In order to attain this object, it is necessary that the pleadings interchanged between the parties should be conducted according to certain fixed rules […]. The main purpose of these rules is to compel each party to state clearly and intelligibly the material facts on which he relies, omitting everything immaterial, and then to insist on his opponent frankly admitting or explicitly denying every material matter alleged against him. By this method they must speedily arrive at an issue.


Neither party need to disclose in his pleading the evidence by which he proposes to establish his case in the trial. But each must give his opponent a sufficient outline of his case.″ Odgers on Pleading And Practice Nineteenth Edition by G.F. HARWOOOD & B.A HARWOOD at p. 74.

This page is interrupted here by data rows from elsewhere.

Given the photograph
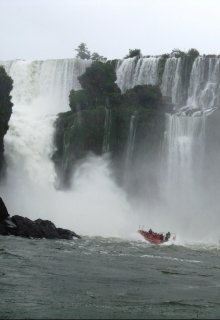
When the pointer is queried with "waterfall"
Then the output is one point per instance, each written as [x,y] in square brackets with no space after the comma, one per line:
[40,91]
[107,130]
[132,72]
[130,148]
[204,83]
[184,141]
[204,79]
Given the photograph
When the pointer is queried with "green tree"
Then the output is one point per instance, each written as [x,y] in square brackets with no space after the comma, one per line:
[134,53]
[83,52]
[99,83]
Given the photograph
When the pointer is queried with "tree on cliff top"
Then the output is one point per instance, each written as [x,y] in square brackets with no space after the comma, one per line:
[99,82]
[134,53]
[83,52]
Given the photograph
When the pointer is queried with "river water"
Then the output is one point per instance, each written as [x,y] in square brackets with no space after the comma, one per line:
[104,278]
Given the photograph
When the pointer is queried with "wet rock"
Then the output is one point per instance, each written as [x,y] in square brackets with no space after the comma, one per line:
[24,227]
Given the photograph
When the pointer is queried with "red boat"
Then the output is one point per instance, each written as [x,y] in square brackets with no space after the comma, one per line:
[154,237]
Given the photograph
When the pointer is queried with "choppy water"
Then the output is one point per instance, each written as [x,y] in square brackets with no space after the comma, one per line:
[107,278]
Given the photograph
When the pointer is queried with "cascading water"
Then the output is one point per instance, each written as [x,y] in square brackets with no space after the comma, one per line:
[130,149]
[107,128]
[132,72]
[41,90]
[185,204]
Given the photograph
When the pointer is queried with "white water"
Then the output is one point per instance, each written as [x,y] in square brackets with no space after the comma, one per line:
[96,205]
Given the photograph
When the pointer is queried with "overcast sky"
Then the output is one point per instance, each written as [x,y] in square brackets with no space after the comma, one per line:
[44,29]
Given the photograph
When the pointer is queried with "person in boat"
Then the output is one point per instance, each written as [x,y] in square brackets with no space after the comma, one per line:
[167,237]
[3,211]
[161,237]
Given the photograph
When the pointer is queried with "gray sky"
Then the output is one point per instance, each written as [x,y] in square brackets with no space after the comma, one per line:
[43,29]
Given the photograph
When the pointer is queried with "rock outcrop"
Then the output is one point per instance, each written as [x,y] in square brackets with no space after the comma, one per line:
[24,227]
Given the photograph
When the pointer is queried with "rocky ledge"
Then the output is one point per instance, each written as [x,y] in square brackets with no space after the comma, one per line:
[24,227]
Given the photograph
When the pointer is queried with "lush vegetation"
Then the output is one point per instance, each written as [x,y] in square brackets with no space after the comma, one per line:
[82,130]
[84,53]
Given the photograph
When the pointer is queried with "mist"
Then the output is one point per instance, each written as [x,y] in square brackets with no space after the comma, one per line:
[177,189]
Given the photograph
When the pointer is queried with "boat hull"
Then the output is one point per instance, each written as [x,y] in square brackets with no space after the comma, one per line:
[151,237]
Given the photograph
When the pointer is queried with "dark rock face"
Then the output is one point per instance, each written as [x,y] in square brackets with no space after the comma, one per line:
[3,211]
[24,227]
[5,111]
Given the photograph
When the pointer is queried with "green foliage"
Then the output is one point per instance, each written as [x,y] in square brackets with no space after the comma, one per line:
[177,53]
[96,57]
[99,83]
[193,53]
[78,100]
[83,52]
[133,53]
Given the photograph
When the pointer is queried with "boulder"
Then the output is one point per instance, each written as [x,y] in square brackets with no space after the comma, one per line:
[24,227]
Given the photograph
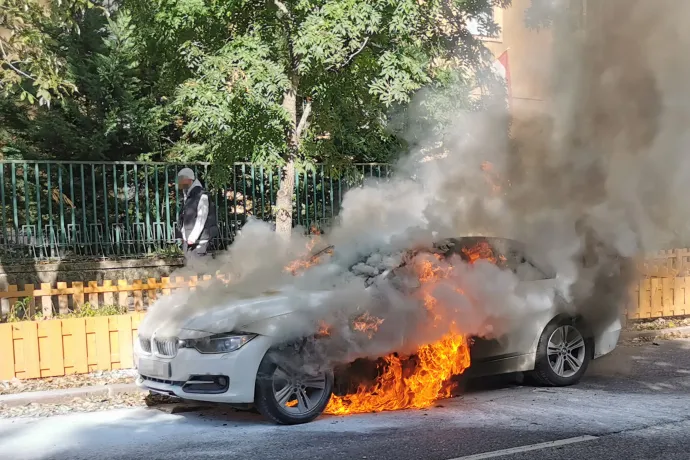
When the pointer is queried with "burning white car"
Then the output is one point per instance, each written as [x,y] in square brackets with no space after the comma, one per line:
[286,382]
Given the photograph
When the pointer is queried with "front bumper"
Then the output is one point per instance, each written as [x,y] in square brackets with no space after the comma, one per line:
[240,367]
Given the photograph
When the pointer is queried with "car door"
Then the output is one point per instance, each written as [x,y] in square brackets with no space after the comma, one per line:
[536,285]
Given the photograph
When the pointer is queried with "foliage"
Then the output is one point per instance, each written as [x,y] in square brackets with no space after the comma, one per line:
[31,66]
[351,64]
[191,80]
[109,118]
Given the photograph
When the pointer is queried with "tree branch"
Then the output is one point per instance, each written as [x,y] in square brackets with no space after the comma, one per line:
[303,120]
[366,40]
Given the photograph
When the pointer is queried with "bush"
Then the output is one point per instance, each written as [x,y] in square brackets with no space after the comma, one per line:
[20,311]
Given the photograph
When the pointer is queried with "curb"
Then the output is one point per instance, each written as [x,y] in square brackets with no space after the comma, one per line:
[56,396]
[655,333]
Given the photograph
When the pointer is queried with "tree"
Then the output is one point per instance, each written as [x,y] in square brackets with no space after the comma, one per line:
[288,81]
[109,115]
[31,66]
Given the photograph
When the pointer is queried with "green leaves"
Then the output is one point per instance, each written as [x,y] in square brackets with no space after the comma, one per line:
[233,106]
[208,79]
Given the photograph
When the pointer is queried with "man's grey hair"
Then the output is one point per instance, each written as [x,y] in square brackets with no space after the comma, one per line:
[186,173]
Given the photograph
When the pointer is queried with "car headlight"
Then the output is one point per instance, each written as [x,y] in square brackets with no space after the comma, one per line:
[221,343]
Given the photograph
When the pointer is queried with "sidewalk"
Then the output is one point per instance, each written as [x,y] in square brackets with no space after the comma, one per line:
[57,396]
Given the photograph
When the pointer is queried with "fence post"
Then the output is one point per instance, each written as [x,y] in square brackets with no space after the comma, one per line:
[63,301]
[46,300]
[77,295]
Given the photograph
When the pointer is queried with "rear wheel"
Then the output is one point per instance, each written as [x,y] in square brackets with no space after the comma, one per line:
[290,392]
[563,355]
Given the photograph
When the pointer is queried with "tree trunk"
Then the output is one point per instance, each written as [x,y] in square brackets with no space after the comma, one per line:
[287,176]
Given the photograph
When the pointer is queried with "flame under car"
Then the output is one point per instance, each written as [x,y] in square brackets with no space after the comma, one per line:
[287,384]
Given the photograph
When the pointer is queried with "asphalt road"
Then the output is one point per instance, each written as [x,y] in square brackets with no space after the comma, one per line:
[633,404]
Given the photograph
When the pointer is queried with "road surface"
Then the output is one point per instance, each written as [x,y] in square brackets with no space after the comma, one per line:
[633,404]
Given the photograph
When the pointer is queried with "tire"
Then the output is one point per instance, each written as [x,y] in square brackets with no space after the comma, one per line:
[286,393]
[556,361]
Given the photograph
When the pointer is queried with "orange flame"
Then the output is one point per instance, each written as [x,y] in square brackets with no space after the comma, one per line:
[438,362]
[430,380]
[324,329]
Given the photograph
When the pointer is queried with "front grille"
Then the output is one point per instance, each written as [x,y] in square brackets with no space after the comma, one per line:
[166,347]
[145,344]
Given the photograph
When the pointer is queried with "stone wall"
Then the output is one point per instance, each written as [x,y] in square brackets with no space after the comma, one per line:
[85,271]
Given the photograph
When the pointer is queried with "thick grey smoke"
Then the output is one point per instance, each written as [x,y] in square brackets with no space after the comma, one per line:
[590,181]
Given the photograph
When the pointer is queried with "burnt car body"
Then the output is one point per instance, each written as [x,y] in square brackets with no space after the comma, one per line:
[553,344]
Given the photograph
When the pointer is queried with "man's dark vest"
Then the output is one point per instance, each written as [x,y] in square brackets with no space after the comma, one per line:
[188,213]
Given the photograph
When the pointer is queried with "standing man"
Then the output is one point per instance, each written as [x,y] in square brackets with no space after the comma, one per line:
[197,221]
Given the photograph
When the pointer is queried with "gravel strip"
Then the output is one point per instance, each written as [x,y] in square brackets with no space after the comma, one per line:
[86,404]
[69,381]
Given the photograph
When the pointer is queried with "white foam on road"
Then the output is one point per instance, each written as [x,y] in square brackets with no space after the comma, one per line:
[528,448]
[132,432]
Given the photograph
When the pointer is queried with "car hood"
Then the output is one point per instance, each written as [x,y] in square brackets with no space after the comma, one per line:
[266,314]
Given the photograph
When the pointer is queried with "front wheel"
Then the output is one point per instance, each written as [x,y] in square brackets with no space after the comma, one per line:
[563,355]
[290,392]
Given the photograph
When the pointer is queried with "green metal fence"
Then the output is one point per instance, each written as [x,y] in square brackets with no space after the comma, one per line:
[57,209]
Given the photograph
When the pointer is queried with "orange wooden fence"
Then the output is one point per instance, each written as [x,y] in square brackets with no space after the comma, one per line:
[138,295]
[31,349]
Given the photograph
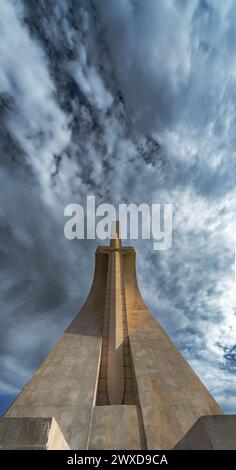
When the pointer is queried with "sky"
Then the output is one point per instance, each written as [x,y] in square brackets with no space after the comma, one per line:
[132,102]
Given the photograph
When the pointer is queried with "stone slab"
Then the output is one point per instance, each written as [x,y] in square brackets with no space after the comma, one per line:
[31,434]
[115,427]
[210,433]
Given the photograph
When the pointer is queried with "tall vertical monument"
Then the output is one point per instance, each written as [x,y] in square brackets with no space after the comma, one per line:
[114,380]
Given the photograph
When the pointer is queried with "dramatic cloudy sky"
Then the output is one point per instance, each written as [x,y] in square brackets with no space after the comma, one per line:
[131,101]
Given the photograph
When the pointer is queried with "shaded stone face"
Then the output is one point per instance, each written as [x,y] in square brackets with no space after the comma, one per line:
[115,373]
[31,434]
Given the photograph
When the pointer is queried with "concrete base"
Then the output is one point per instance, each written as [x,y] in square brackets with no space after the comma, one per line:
[115,427]
[216,432]
[31,434]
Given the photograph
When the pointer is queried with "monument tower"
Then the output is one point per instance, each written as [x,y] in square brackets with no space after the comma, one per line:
[114,380]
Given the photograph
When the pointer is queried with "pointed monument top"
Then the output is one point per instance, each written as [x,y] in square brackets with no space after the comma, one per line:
[115,241]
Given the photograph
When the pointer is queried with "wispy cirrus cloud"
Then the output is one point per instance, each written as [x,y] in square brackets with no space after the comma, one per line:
[132,103]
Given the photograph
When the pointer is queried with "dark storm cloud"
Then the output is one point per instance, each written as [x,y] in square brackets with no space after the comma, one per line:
[131,101]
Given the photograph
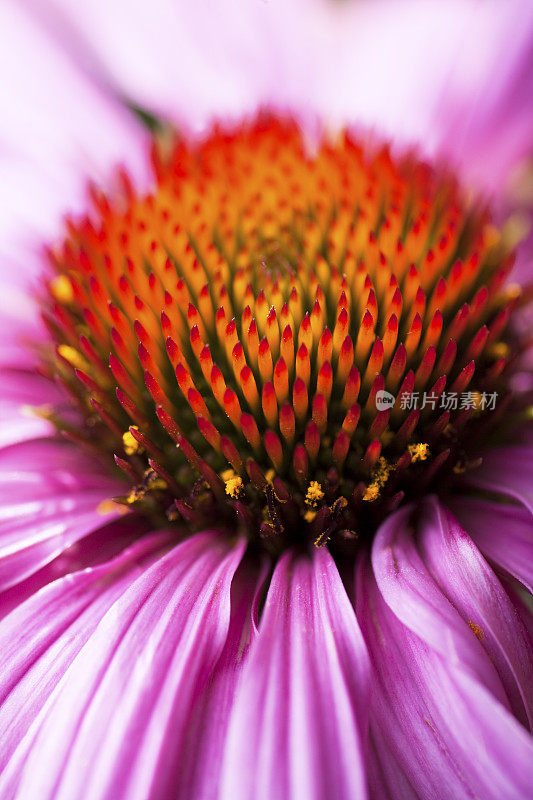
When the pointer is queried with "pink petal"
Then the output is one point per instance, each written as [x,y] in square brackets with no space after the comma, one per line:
[57,623]
[50,496]
[58,130]
[417,600]
[448,81]
[467,581]
[436,730]
[504,533]
[20,391]
[113,723]
[299,720]
[202,754]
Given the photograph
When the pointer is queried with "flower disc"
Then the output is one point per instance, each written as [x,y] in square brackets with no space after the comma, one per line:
[271,338]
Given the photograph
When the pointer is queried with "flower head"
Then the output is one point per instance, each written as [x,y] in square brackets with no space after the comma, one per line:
[266,471]
[259,305]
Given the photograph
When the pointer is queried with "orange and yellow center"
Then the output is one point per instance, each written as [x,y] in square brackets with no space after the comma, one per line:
[229,337]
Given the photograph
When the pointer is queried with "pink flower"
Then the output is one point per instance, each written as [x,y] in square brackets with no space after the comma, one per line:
[274,635]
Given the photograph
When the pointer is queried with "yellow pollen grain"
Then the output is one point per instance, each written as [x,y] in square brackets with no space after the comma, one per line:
[314,494]
[478,401]
[131,445]
[135,494]
[476,629]
[418,452]
[110,507]
[71,355]
[380,476]
[154,481]
[233,483]
[371,492]
[61,288]
[499,350]
[41,412]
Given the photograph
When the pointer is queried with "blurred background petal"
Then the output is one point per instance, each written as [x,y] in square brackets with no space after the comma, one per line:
[442,74]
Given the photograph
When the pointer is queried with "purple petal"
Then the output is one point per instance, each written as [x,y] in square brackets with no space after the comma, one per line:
[20,392]
[503,533]
[436,730]
[112,723]
[300,715]
[416,599]
[50,497]
[450,80]
[58,129]
[508,471]
[467,581]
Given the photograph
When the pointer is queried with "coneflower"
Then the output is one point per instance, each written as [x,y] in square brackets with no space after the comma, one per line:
[267,481]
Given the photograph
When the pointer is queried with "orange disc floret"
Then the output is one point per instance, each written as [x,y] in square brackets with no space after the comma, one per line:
[277,335]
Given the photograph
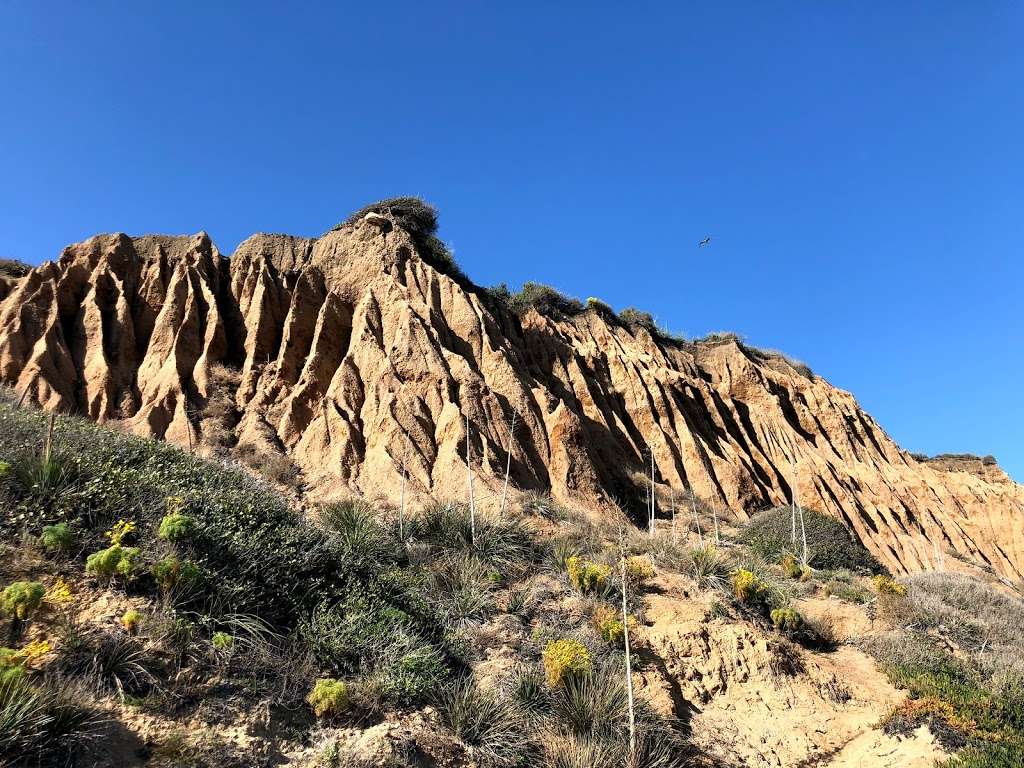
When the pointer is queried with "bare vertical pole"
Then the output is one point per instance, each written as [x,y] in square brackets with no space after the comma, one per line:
[803,535]
[693,506]
[626,638]
[401,506]
[675,538]
[652,500]
[469,482]
[508,467]
[48,448]
[793,512]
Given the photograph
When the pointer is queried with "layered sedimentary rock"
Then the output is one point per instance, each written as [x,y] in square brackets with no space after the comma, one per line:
[355,357]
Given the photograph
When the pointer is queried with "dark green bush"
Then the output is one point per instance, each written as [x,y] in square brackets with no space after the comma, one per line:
[414,215]
[173,572]
[20,599]
[56,538]
[176,527]
[13,268]
[419,218]
[829,545]
[368,635]
[545,300]
[637,318]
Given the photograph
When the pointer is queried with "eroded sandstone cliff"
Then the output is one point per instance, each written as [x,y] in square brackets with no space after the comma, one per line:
[355,357]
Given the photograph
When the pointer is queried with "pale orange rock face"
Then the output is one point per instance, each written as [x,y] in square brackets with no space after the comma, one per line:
[355,355]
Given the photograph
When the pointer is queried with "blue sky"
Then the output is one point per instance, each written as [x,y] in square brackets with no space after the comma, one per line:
[859,166]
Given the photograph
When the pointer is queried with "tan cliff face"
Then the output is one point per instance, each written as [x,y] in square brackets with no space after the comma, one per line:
[355,357]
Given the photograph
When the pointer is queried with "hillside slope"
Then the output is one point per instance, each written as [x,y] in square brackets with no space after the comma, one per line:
[354,356]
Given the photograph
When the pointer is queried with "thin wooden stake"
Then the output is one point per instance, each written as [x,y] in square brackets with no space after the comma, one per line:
[793,514]
[469,482]
[803,535]
[508,467]
[626,638]
[48,448]
[401,507]
[675,537]
[693,506]
[652,500]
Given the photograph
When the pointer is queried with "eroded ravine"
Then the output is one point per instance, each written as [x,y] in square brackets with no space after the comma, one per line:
[355,357]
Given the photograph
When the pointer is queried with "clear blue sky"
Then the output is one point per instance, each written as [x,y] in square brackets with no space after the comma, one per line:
[859,166]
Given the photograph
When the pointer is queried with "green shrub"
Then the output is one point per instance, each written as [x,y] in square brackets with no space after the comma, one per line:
[564,659]
[608,623]
[11,665]
[130,621]
[636,318]
[14,268]
[529,692]
[786,620]
[852,593]
[419,218]
[588,577]
[638,570]
[115,560]
[176,527]
[828,543]
[22,599]
[364,634]
[791,566]
[56,538]
[600,307]
[749,588]
[329,697]
[886,586]
[172,572]
[707,566]
[545,300]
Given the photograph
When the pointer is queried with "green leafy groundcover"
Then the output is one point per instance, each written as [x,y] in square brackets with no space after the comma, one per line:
[829,545]
[264,559]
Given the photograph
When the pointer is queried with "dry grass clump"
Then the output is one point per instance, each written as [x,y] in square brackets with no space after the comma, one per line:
[954,647]
[969,611]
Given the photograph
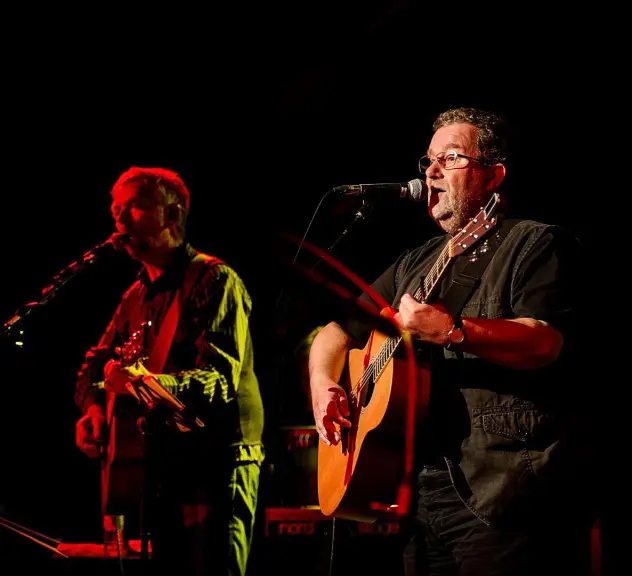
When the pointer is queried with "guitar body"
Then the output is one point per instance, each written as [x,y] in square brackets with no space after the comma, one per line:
[122,469]
[359,477]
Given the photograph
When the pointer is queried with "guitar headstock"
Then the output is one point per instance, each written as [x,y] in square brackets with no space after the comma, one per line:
[477,228]
[134,350]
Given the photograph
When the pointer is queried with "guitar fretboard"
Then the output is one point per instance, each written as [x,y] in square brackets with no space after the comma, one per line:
[478,227]
[430,282]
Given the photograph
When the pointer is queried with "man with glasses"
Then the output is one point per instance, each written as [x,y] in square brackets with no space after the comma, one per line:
[499,451]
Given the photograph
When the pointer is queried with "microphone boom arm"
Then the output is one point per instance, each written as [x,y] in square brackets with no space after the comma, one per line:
[14,326]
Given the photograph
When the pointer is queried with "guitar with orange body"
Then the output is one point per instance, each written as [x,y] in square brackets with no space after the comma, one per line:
[360,477]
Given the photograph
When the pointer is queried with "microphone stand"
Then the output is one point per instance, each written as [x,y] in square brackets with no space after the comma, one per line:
[361,214]
[14,326]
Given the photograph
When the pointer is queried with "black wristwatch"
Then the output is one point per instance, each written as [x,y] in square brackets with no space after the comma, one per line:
[456,335]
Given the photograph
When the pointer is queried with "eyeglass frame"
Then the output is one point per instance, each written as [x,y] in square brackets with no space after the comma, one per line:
[457,155]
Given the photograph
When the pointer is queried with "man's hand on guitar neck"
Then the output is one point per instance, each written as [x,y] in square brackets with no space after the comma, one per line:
[331,407]
[118,376]
[428,322]
[89,431]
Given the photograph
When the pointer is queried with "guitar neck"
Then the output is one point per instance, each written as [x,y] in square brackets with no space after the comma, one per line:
[422,294]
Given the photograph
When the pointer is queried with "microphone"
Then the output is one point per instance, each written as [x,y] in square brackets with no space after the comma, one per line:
[415,190]
[118,240]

  1. This Court, in dealing with the concept of abuse of process in Gomme v Maurel [2012] SCA 342, CA 6/2010, stated ―


″Courts cannot stay unconcerned where their own processes are abused by parties and litigants. There is a time where they have to decide that enough is enough where lawyers have not advised their clients […]. Courts have a duty to intervene to stop abuses of such legal and judicial processes.″


  1. For the reasons stated above, the appeal is dismissed in its entirety. We uphold the orders of the learned Judge, striking out and dismissing the plaint. With costs in favour of all the respondents.





 F. Robinson, JA


I concur                                                                     _______________________

                                                                                   Dr. M. Twomey-Woods, JA



I concur                                                                    _______________________                                                

                                                                                 S. Andre, JA


 Signed, dated and delivered at Ile du Port on 19 August 2022.